HOT season at Fair Meadows
Saturday, August 4th 2001, 12:00 am
News On 6
The heat hurts horseracing in Tulsa. Fair Meadows ended its six-week racing season at the Tulsa County Fairgrounds track this weekend.
Attendance has been down, and track officials say that's because it's just been too hot, not only for people, but horses. KOTV's Glenda Silvey says that inside the simulcast building at Fair Meadows, it's cool and comfortable. The track, though, is plenty hot. And that's kept fans away. Racing at Fair Meadows started its six-week schedule on June 21st.
While fans are accustomed to some hot weather, this year has been different. Richard Linihan, Fair Meadows Marketing Director: "It's the first time in 13 years we'll be down in attendance and handle, and a great portion of that is due to the heat that we've had. We've had 15 days of 100 degree weather this summer, and last year we had one day." Off season, Fair Meadows simulcasts races from tracks around the country every day except Tuesday. It's cool inside, so business is good. But some race fans say the heat is keeping them away from the outdoor track. Race fan, Harry Brook, "Yes, particularly the elderly.

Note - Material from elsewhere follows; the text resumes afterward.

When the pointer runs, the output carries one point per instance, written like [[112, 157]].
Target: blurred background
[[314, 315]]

And some of the not so elderly." Linihan says "We haven't had any trouble getting horses or horsemen to run here - we have full fields and we've run about four million dollars in purses this summer." The difficulty is getting folks to come out for the live races. If horses had a choice, they might balk, too.
Trainers turn fans on them, bathe them and give them alcohol rubs to cool them off. L.C. Alexander, Trainer: "In the barn you want to keep them with more than one water bucket and check them two or three times a day." Alexander believes horses do better in heat if they've been trained in it. "A lot of people like to just get them out in the morning and just run them in the heat, and I don't think that's good on them." In fact, horses can suffer heat stress. Alexander says they let him know in the way they stand, breathe, and stop sweating. "Imagine running in this heat, with someone on your back. They just gotta be tough."
Fair Meadows doesn't have any choice about running in summer, it has to do mainly with racing schedules at other state tracks. The Oklahoma HorseRacing Commission has given the 'ok' to increase their season to 44 days. Fair Meadows hopes to start a bit earlier in June - maybe even late May.